Alheios a tudo isto, Ray e Polly continuam a sua vida. No entanto, George anda à espreita, à procura de qualquer coisa, seja ela qual for, que o leve para bem longe. Depois de ter uma grande ideia para atrair o homem do barco para longe dele, apodera-se do barco. Até aí, tudo bem. Mas…Polly não se cansa de estar no sítio certo à hora errada! George não têm opção a não ser sequestrá-la. O barco arranca e, com o passar do tempo, as coisas começam a complicar-se. George passa a ser perseguido e começam a aproximar-se das Niagara Falls. Polly está em perigo, o que aumenta o nosso medo cada vez mais. Depois de tudo o que aconteceu, não queremos ver Polly morta.
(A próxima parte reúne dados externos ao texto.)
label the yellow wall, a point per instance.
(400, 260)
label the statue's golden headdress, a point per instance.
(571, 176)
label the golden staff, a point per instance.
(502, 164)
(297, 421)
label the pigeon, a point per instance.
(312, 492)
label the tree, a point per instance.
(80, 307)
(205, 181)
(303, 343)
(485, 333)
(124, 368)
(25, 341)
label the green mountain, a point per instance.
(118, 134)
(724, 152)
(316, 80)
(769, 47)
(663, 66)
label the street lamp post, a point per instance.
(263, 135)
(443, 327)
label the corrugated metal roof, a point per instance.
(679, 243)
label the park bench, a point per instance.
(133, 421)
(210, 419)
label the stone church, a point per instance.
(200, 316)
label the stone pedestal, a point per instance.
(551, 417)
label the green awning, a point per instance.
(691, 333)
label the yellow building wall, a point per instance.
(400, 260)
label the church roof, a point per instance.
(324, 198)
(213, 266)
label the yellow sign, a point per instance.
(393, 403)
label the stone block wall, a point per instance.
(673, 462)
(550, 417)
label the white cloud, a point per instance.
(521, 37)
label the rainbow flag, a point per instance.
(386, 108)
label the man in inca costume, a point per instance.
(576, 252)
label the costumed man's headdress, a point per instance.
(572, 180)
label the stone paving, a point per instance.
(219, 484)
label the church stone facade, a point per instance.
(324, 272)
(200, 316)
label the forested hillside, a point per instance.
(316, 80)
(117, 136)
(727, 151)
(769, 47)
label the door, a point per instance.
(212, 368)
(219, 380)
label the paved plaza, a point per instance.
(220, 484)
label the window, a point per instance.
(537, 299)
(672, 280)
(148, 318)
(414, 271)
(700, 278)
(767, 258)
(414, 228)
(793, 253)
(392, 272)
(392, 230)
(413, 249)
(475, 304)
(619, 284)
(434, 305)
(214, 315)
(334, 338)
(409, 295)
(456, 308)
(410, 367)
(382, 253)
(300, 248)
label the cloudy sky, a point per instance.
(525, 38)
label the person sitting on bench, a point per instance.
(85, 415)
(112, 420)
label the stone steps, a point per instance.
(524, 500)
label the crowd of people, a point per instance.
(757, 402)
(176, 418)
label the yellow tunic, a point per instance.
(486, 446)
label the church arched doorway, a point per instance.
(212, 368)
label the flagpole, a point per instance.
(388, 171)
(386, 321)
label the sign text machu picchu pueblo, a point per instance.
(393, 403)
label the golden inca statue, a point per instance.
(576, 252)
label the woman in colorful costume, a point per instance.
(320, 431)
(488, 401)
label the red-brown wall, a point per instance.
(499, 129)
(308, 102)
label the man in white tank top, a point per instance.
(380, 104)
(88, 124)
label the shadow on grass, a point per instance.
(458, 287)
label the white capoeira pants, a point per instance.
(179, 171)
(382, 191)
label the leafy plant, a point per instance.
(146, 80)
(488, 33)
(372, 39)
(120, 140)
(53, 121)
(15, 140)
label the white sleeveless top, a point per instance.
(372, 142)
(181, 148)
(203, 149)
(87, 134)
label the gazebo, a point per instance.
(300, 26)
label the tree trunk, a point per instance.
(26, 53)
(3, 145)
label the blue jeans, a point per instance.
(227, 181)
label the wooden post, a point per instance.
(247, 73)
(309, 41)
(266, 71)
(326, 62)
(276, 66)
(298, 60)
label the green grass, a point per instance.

A água complica as coisas e o barco aproxima-se cada vez mais do seu destino fatal. Não pode ser assim! Polly não pode partir! A culpa nem foi dela! George tem de fazer o barco encalhar. TEM! Por favor, alguém salve Polly! Tanto faz quem seja! Pode até ser um extraterrestre, já nem nos importamos com a veracidade do filme, só queremos que Polly sobreviva!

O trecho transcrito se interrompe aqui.